### Week 13: Recommender Systems

Instructor: Cornelia Ilin <br>
Email: cilin@ischool.berkeley.edu <br>


Citations: <br>
 - https://towardsdatascience.com/recommendation-system-in-python-lightfm-61c85010ce17 [Our example is stolen from here]
 - https://machinelearningmastery.com/sparse-matrices-for-machine-learning/
 - https://making.lyst.com/lightfm/docs/home.html#how-to-cite
 - https://realpython.com/build-recommendation-engine-collaborative-filtering/
 - https://developers.google.com/machine-learning/recommendation [Google's course on Recommender Systems, highly recommended!!]

### Objectives
 - Review of main recommender systems concepts.
 - Goodreads example: focus on the LightFM package.
 - Final thoughts on W207 - Applied Machine Learning.

I usually present the notebook to the class and I ask questions along the way.
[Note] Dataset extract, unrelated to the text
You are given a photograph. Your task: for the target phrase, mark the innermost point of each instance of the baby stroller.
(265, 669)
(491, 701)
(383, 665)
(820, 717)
Today, we will do a flipped-classroom exercise, as follows:

 - form teams of 3-4 people.
 - as a team, fill in the blanks for section [Review of main concepts].
 - go over the notebook; make sure you understand what's going on at each step; pay attention to all the summary stats.
 - explain the book_recommendation_system() function; again, make sure you understand what's implemented at each step.
 - finally, I will randomly choose a team to present the notebook to the class.

---
### Review of main concepts
---

In [None]:
from IPython.display import Image
print('Source: https://towardsdatascience.com/recommendation-system-in-python-lightfm-61c85010ce17')
Image(filename='recom_systems.png', width=600)

In ``_________ filtering``, if user A is similar to user B, and user B likes video 1, then the system can recommend video 1 to user A (even if user A hasn’t seen any videos similar to video 1).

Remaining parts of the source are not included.